Meta knowingly used pirated materials to train its Llama artificial intelligence models—with the blessing of company chief Mark Zuckerberg—according to an ongoing copyright lawsuit against the company. How TechCrunch reports, plaintiffs in Kadrey v. Meta happening filed court documents that mention the company using LibGen AI training dataset.
LibGen is commonly referred to as a “shadow library” that provides access to files of academic and general books, journals, images, and other materials. A lawyer for the plaintiffs, who include writers Sarah Silverman and Ta-Nehisi Coates, accused Zuckerberg of approving the use of LibGen for training despite concerns raised by company executives and employees who described it as “a dataset that (they) know that he's a pirate.” “
The complaint also states that the company removed copyright information from LibGen materials before transferring them to Llama. Meta apparently admitted in a document submitted to the court that she had “removed(edited) all copyright paragraphs from beginning to end” from scientific journal articles. One of its engineers reportedly even created a script to automatically remove copyright information. The lawyer argued that Meta did this to hide its copyright infringement activities from the public.

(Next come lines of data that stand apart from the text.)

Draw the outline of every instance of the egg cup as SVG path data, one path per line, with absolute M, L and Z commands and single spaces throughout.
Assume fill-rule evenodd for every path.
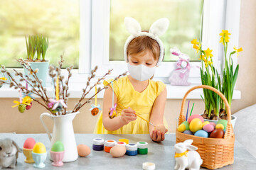
M 24 162 L 26 163 L 28 163 L 28 164 L 34 163 L 35 161 L 33 159 L 33 157 L 32 157 L 33 149 L 23 148 L 23 154 L 26 157 L 26 159 L 24 160 Z
M 32 152 L 32 157 L 33 160 L 35 161 L 35 164 L 33 166 L 36 168 L 44 168 L 46 167 L 46 164 L 43 163 L 47 157 L 47 152 L 37 154 Z
M 52 163 L 53 166 L 61 166 L 63 165 L 62 160 L 64 158 L 65 151 L 63 152 L 53 152 L 50 151 L 50 157 L 53 159 L 53 162 Z

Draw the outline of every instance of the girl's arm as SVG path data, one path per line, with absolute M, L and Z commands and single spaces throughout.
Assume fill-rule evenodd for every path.
M 167 91 L 166 89 L 164 89 L 154 103 L 149 121 L 154 125 L 164 124 L 164 113 L 165 103 L 166 102 L 166 96 Z M 167 130 L 166 129 L 165 132 L 166 132 Z M 165 133 L 154 130 L 154 127 L 151 125 L 149 125 L 149 134 L 154 141 L 160 142 L 164 140 Z
M 114 93 L 114 103 L 117 103 L 117 96 Z M 110 108 L 112 107 L 112 89 L 108 86 L 103 97 L 102 122 L 104 128 L 107 130 L 116 130 L 128 124 L 129 122 L 136 120 L 135 113 L 131 108 L 124 109 L 121 116 L 114 117 L 110 119 L 109 117 Z

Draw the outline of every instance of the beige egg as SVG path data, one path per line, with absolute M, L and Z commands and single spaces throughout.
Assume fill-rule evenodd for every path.
M 166 128 L 163 124 L 159 124 L 156 125 L 155 130 L 165 133 Z
M 85 157 L 90 154 L 90 149 L 85 144 L 79 144 L 78 146 L 78 155 Z
M 126 147 L 123 145 L 117 144 L 111 148 L 110 154 L 113 157 L 121 157 L 124 155 Z

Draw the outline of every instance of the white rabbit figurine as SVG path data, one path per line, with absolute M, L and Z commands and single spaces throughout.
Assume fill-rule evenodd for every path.
M 0 169 L 15 168 L 22 149 L 11 139 L 0 140 Z
M 193 140 L 187 140 L 183 142 L 174 145 L 176 165 L 174 169 L 199 170 L 203 160 L 196 151 L 198 148 L 191 145 Z M 188 151 L 187 150 L 188 149 Z

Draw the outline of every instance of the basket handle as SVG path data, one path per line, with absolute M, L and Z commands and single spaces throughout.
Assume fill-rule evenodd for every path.
M 178 116 L 178 125 L 181 125 L 183 121 L 186 120 L 183 112 L 184 112 L 186 98 L 187 98 L 188 94 L 195 89 L 201 89 L 201 88 L 213 91 L 213 92 L 216 93 L 218 96 L 220 96 L 220 98 L 223 100 L 225 105 L 226 106 L 227 112 L 228 112 L 228 113 L 227 113 L 228 114 L 228 125 L 227 125 L 227 128 L 226 128 L 226 131 L 224 135 L 224 138 L 225 139 L 231 138 L 234 135 L 234 132 L 233 132 L 233 129 L 232 124 L 231 124 L 230 106 L 228 104 L 227 98 L 225 97 L 225 96 L 220 91 L 219 91 L 214 87 L 209 86 L 207 85 L 200 85 L 200 86 L 196 86 L 192 87 L 186 93 L 186 94 L 182 100 L 182 103 L 181 103 L 181 113 Z

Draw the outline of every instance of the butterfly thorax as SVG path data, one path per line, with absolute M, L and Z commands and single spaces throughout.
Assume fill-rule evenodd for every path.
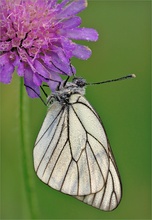
M 62 104 L 67 104 L 72 94 L 85 94 L 86 81 L 83 78 L 74 78 L 72 82 L 65 81 L 60 85 L 59 89 L 53 92 L 47 99 L 48 104 L 54 101 L 59 101 Z

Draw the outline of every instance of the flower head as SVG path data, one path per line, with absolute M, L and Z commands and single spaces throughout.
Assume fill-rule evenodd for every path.
M 53 91 L 60 74 L 75 73 L 70 58 L 88 59 L 91 50 L 72 39 L 98 39 L 94 29 L 79 27 L 76 14 L 86 6 L 86 0 L 1 0 L 0 82 L 10 83 L 16 68 L 34 98 L 42 82 Z

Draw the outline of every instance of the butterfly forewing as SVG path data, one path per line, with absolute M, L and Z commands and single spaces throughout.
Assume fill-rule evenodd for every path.
M 56 190 L 110 211 L 121 199 L 119 173 L 100 118 L 79 93 L 51 104 L 34 148 L 38 177 Z

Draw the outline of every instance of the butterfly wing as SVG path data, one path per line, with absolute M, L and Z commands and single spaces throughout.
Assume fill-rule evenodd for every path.
M 97 193 L 75 198 L 104 211 L 112 211 L 119 205 L 122 197 L 122 186 L 116 163 L 109 151 L 110 165 L 105 186 Z
M 34 167 L 43 182 L 88 204 L 108 189 L 114 161 L 100 118 L 82 95 L 51 105 L 36 140 Z

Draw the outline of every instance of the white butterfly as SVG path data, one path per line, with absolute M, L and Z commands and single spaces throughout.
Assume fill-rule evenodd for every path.
M 100 117 L 84 97 L 85 85 L 75 78 L 49 96 L 34 167 L 50 187 L 111 211 L 121 200 L 120 176 Z

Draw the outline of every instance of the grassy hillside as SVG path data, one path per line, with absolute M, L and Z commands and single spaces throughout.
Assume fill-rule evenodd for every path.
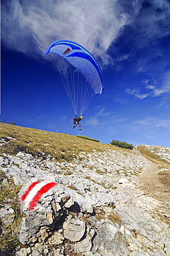
M 92 152 L 117 147 L 85 140 L 69 134 L 45 131 L 12 125 L 0 124 L 0 154 L 15 155 L 19 152 L 46 158 L 49 154 L 57 161 L 70 161 L 81 151 Z

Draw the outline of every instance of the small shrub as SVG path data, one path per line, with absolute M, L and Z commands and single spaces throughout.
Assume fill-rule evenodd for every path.
M 120 140 L 113 140 L 110 143 L 111 145 L 114 145 L 115 146 L 117 146 L 117 147 L 123 147 L 123 148 L 125 148 L 125 149 L 133 149 L 133 146 L 132 144 L 128 144 L 125 141 L 120 141 Z

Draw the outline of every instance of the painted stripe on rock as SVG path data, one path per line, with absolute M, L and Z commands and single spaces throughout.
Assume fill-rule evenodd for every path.
M 55 182 L 35 181 L 32 183 L 21 196 L 23 210 L 34 210 L 43 194 L 57 185 Z

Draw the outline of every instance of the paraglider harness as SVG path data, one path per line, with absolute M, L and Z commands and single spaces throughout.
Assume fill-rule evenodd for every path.
M 75 118 L 73 118 L 73 122 L 76 126 L 77 126 L 79 122 L 81 121 L 81 118 L 76 116 Z

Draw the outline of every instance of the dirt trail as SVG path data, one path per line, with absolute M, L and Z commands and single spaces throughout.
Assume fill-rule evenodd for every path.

Additionally, the lawyer mentioned that Meta admitted to distributing LibGen material via torrents, although its engineers felt uncomfortable sharing it “from a corporate laptop (owned by Meta).
Silverman, along with other writers, sued Meta and OpenAI for copyright infringement in 2023. They accused the companies of using pirated materials from shadow libraries to train their AI models. The court had previously rejected some of their claims, but the plaintiffs said their amended complaint supported their allegations and addressed the court's earlier reasons for dismissal.